Traditional educational content is linear text, but learning is a network of interconnected concepts. K2-18 bridges this gap by automatically extracting the hidden knowledge structure from textbooks and educational materials.
The Problem: Educational platforms need structured content for adaptive learning, prerequisite tracking, and personalized paths, but manually creating this structure is prohibitively expensive.

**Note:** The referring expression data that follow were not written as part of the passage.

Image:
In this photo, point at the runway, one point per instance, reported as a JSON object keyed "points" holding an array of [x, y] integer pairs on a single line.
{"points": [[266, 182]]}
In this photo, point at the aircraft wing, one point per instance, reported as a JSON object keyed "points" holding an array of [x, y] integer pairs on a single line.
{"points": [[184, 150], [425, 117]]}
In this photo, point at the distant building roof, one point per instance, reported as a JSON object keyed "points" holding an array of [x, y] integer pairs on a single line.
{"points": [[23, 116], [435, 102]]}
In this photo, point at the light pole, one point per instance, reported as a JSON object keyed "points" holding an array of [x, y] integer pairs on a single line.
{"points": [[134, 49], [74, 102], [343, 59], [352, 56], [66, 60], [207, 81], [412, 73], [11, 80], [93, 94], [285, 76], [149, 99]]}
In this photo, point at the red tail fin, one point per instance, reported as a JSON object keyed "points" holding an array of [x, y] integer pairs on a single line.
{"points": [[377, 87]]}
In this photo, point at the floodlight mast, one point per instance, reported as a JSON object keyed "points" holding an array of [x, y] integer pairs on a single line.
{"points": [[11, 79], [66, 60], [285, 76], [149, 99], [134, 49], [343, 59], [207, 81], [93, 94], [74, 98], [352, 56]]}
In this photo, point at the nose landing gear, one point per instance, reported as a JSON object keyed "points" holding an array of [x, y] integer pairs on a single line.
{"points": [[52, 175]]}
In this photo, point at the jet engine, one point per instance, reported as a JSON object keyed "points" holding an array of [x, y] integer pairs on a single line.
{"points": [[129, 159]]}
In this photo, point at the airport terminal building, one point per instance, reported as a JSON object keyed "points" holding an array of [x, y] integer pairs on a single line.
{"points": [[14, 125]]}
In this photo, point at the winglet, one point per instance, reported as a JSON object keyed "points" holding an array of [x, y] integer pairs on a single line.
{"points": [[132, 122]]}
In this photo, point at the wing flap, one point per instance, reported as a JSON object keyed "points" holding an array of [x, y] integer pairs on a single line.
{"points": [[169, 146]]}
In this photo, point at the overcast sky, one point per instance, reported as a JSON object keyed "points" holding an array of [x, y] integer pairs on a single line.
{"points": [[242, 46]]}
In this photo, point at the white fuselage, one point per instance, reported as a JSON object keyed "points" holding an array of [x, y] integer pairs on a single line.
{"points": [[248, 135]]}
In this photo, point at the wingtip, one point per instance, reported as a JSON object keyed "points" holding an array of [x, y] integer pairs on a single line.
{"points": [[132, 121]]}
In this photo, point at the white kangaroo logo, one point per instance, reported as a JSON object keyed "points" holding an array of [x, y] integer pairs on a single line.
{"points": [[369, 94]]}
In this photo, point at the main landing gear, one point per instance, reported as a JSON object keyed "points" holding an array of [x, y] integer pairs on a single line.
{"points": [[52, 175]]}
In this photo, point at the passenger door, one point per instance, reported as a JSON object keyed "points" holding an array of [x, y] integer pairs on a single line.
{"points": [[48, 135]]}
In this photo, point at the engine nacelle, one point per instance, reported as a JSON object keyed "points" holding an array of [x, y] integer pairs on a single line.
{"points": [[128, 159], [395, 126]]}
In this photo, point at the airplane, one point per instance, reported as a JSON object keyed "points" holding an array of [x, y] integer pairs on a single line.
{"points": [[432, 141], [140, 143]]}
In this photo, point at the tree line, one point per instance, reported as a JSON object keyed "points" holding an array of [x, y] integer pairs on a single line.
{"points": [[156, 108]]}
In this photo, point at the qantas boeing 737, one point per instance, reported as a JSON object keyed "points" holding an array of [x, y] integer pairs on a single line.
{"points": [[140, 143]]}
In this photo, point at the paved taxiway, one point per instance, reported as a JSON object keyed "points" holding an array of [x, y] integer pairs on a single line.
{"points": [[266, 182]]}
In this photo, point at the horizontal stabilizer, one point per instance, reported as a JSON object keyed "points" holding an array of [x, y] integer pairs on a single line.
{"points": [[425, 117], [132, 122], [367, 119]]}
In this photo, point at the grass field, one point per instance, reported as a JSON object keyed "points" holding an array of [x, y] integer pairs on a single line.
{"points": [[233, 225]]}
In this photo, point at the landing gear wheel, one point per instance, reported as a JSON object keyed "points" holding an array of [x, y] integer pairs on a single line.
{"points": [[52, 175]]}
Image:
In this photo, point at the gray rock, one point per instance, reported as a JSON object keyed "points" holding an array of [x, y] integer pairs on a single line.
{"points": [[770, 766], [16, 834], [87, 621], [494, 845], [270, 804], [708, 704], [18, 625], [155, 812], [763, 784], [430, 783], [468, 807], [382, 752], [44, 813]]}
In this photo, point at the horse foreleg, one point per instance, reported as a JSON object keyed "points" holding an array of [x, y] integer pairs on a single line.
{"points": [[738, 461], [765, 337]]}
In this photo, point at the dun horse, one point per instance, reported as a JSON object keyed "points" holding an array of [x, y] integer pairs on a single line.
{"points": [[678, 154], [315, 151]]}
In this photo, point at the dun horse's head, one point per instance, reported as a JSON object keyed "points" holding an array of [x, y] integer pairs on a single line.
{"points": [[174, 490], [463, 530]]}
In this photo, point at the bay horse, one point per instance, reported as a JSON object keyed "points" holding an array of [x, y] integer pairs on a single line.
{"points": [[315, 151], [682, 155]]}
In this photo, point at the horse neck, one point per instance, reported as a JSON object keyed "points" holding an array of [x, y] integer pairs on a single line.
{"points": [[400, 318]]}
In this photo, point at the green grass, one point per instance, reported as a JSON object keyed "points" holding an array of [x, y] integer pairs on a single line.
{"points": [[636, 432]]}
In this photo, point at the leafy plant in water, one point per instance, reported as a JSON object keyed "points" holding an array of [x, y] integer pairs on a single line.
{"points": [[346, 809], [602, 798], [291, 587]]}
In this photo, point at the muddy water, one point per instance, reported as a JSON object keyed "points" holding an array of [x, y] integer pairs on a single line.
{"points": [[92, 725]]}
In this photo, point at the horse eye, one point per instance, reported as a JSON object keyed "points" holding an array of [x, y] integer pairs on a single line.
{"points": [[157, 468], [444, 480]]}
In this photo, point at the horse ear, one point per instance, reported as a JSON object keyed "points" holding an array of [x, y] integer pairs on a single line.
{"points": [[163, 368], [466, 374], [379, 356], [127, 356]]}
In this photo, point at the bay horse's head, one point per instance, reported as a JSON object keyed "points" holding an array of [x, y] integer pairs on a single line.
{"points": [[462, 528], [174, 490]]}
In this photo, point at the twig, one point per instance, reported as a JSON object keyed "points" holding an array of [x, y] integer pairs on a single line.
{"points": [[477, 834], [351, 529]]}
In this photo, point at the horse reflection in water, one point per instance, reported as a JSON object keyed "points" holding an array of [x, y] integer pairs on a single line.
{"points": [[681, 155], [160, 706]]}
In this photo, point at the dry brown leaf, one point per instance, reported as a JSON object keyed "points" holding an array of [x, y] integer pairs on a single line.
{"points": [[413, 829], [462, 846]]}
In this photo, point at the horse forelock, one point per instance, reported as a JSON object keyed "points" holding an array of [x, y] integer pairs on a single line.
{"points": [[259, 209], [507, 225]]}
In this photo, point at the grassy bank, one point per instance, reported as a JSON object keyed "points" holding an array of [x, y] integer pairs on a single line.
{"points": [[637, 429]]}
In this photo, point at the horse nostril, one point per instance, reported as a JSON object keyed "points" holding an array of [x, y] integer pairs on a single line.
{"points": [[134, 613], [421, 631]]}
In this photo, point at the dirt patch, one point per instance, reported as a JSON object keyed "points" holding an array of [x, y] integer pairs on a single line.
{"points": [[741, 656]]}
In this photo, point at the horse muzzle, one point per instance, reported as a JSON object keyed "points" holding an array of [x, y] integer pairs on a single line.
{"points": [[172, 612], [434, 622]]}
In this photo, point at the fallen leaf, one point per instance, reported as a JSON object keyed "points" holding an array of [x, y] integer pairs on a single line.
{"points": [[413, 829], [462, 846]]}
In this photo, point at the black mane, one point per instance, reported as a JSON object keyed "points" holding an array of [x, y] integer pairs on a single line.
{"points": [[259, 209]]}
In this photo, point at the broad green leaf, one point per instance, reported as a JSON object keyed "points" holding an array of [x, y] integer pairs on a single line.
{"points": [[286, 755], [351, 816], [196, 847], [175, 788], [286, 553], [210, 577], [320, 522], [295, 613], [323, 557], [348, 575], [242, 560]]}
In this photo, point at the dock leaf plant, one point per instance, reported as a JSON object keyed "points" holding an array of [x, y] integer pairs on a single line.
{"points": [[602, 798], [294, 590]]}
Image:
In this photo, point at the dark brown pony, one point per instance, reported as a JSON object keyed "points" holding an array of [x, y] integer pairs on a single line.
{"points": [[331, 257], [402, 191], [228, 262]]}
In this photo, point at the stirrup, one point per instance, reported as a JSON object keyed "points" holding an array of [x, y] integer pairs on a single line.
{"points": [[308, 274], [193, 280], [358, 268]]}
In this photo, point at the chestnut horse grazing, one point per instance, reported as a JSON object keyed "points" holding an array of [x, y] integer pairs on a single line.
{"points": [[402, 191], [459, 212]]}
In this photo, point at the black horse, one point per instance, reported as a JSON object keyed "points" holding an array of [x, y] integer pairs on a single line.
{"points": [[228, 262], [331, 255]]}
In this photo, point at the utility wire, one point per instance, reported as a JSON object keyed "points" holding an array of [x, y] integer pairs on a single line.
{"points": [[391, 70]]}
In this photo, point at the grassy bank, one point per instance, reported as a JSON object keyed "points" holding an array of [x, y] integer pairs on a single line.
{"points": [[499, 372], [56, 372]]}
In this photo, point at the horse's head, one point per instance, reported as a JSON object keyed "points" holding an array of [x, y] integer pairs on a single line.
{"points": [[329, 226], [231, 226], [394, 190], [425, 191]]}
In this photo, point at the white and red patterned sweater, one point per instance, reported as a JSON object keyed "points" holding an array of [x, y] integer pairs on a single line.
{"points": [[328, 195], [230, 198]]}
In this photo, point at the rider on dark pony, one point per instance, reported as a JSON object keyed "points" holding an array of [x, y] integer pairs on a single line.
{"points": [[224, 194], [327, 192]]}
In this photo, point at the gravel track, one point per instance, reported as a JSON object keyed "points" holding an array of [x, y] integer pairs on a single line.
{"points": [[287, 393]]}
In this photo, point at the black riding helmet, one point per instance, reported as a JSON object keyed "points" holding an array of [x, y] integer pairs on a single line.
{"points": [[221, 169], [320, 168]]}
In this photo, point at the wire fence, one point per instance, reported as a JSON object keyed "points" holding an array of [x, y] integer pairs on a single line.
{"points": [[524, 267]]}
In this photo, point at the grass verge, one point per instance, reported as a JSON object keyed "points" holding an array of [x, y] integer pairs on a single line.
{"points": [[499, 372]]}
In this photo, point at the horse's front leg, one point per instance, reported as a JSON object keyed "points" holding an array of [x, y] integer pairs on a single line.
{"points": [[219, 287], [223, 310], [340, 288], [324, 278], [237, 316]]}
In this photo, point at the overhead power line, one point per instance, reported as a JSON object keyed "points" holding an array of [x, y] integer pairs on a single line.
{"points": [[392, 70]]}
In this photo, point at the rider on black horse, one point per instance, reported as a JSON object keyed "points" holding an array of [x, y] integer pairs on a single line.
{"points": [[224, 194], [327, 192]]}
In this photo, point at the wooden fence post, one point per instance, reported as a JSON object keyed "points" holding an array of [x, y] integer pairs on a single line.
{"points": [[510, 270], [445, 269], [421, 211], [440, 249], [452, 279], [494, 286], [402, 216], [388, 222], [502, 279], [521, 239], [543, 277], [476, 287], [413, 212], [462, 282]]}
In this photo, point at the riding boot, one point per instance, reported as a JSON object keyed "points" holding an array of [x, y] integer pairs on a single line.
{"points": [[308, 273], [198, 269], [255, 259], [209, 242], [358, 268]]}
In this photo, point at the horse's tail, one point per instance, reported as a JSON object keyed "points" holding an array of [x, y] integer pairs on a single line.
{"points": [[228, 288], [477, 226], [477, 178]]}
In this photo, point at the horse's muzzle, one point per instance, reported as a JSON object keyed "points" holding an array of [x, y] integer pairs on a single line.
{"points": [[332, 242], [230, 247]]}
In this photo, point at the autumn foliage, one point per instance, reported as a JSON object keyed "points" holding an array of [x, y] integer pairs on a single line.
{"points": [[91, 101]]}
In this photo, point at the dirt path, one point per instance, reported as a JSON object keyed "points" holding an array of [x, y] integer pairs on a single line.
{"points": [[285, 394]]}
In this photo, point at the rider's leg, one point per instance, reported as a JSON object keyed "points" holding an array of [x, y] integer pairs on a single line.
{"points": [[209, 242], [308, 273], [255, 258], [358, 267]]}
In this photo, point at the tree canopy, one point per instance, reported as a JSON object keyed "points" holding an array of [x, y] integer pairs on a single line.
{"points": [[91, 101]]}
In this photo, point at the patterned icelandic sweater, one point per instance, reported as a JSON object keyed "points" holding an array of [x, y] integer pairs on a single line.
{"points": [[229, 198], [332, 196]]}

The Solution: K2-18 automatically converts any educational text into a semantic knowledge graph with:
- Extracted concepts with definitions and relationships
- Learning dependencies (what to learn first)
- Difficulty levels and assessment points
- Semantic connections between distant but related topics
The pipeline produces two main outputs:
- ConceptDictionary - comprehensive vocabulary of all concepts with definitions, aliases, and cross-references
- LearningChunkGraph - semantic graph connecting content chunks, concepts, and assessments with typed relationships
K2-18 implements the iText2KG (Incremental Text to Knowledge Graph) approach - incremental knowledge graph construction from text, designed to work within LLM context window limitations.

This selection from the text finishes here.